Published 10 October 2018, updated 11 October 2018:
The Commerce Commission said it would file civil proceedings in the Auckland High Court on Wednesday seeking financial penalties against electricity lines company Vector Ltd for breaching its network quality standards.
Vector said it was at fault – but believed the regime “no longer reflects reality” (see its response below).
Vector serves over half a million homes & businesses in the greater Auckland region and, as a regulated business, must comply with commission regulations regarding the maximum revenue it can collect and the minimum standards of quality it must deliver. Quality is measured in the duration & frequency of power outages.
The commission said: “As part of its compliance with the regulations, Vector reported that it had breached its quality standards in both the 2015 & 2016 financial years.
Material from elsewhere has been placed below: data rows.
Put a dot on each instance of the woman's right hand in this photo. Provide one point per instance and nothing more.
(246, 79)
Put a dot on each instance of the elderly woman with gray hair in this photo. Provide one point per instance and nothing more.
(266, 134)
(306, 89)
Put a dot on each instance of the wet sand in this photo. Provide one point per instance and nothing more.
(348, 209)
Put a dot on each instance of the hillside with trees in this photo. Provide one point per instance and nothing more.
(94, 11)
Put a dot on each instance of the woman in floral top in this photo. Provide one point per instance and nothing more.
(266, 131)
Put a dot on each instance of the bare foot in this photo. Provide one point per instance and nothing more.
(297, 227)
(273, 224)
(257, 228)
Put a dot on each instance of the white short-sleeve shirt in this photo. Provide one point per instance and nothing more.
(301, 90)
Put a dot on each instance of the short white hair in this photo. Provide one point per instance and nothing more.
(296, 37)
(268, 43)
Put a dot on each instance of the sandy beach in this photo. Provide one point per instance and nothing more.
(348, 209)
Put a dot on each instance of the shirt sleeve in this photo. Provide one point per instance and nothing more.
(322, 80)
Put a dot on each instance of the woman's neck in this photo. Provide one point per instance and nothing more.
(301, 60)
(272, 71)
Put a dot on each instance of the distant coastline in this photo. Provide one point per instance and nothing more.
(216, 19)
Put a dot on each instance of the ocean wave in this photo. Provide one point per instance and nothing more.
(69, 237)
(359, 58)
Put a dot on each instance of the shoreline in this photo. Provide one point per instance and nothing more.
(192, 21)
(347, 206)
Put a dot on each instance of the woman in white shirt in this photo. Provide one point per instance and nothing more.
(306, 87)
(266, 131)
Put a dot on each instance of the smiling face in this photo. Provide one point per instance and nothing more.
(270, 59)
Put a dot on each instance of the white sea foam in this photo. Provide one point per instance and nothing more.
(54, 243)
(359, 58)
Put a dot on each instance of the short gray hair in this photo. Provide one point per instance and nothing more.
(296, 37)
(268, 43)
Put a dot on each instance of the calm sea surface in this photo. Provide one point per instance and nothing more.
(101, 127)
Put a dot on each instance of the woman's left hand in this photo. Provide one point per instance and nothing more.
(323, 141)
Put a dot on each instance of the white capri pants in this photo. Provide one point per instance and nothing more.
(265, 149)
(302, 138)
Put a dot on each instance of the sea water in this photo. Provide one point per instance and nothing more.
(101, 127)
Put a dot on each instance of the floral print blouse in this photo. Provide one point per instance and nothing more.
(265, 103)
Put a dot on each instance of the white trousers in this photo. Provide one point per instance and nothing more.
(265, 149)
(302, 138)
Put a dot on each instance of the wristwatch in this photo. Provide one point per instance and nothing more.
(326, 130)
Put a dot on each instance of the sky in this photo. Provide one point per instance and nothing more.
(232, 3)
The commission will file proceedings under the Commerce Act alleging Vector failed to adhere to good industry practice in some aspects of its network management, which resulted in increased outages over that period.
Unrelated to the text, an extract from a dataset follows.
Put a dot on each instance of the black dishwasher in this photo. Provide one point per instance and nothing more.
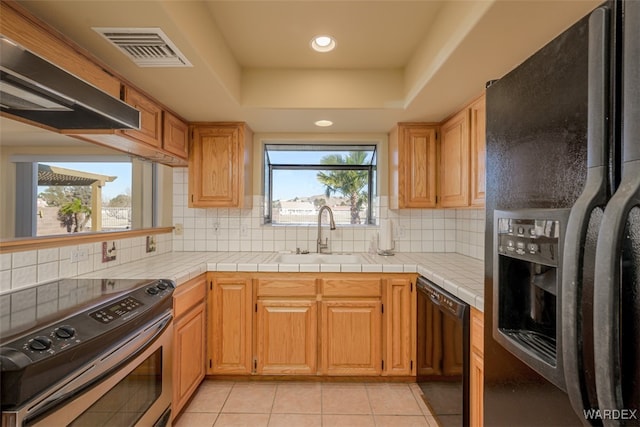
(443, 353)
In particular, the commission considers Vector did not meet good industry practice with regard to aspects of its:
- overall governance of compliance with the quality standards – for example, underestimating the growing risk of non-compliance, and failing to have methods to predict & plan for the effects of increased traffic congestion
- asset lifecycle management practices
- approach to managing reliability, such as a consolidated & documented strategic reliability management plan, which would have helped to identify key issues & solution options
- vegetation management (cutting trees to avoid collisions with power lines), and
- management & supervision of arrangements with the field service providers whose crews undertake maintenance & fix faults on Vector’s network.
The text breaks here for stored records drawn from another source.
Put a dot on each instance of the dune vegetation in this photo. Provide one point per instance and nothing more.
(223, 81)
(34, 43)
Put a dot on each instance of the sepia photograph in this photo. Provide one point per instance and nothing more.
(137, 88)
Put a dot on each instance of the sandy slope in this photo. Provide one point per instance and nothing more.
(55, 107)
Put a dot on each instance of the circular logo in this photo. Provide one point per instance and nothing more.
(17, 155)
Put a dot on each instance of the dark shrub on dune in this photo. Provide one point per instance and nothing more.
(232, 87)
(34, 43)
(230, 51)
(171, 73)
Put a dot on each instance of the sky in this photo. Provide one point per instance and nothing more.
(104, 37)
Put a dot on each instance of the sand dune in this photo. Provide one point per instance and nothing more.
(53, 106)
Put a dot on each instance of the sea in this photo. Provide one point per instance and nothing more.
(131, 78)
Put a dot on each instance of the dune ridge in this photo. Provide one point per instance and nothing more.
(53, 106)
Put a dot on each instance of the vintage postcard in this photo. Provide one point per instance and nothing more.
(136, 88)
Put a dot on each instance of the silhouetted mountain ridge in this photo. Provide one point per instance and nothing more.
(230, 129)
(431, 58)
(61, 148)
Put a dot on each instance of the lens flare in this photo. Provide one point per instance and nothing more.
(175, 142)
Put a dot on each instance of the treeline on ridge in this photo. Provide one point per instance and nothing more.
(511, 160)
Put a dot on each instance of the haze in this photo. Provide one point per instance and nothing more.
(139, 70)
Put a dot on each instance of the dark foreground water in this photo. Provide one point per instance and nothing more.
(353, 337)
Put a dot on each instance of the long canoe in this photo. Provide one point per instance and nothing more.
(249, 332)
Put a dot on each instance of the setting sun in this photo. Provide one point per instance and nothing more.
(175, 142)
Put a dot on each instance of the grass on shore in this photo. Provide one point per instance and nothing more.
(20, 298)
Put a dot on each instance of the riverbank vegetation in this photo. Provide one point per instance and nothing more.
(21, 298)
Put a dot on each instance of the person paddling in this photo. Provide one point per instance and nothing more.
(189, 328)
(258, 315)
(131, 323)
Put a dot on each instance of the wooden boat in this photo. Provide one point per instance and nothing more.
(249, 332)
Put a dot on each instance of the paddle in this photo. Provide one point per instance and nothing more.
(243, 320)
The commission said Vector had co-operated with its investigation and confirmed it wouldn’t contest the proceedings. It has also reported further breaches of its quality standards for 2017 & 2018 that are subject to a separate investigation.
The maximum financial penalty that can be imposed on an electricity lines business for a breach of its price-quality path is $5 million per act or omission. If the court imposes a penalty, section 87A of the Commerce Act allows the commission, or any person who has suffered loss or damage as a result of the breach, to bring a further claim for compensation against the electricity lines company within 12 months of the penalty.
Vector admits erring, but says regime “no longer reflects reality”
Vector acknowledged yesterday it was agreeing to a settlement with the Commerce Commission, following breaches of an electricity network quality standard in 2015 & 2016.
The company said details of the settlement would be heard at a penalty hearing to take place “in due course”.
The company’s chief network officer, Andre Botha, added that Vector believed the quality control regime “no longer reflects reality”.
Like other lines companies, Vector’s prices and service quality are regulated by the Commission using a price-quality path, which means Vector is required to meet certain network quality standards, relative to its own historical performance, and is limited in the amount of revenue it can earn.
Vector’s chief network officer, Andre Botha, said one of the Commerce Commission’s quality standards was the average duration in minutes of network interruptions. The commission found Vector breached this quality standard by 51 minutes in the 2015 regulatory year and 13 minutes in the 2016 regulatory year.
“Vector has noted to the commission the circumstances that it believes contributed to its breach of the service quality standards in 2015 & 2016. These conditions included increased storm frequency & other weather-related impacts, increases in Auckland’s traffic congestion, which have slowed travel times and can prevent maintenance crews from reaching network faults in a timely fashion, and Vector’s decision to prioritise safety of its people by introducing a best-practice policy to avoid working on live lines wherever possible, which can lead to extended outages.
“We understand the disruption these breaches have caused for some Aucklanders and we have been working hard on a range of measures to reduce the impact. However, we also believe the existing regime for quality control no longer reflects the reality of the changed operating environment, particularly in Auckland, and meeting these legacy quality standards will remain a significant challenge for ourselves & others in the industry.
“It is pleasing that we have been able to table these concerns with the Commerce Commission directly and we will continue to work constructively with them to determine new quality standards that will take effect on 1 April 2020 following the next regulatory reset process.”
Attribution: Commission & Vector releases.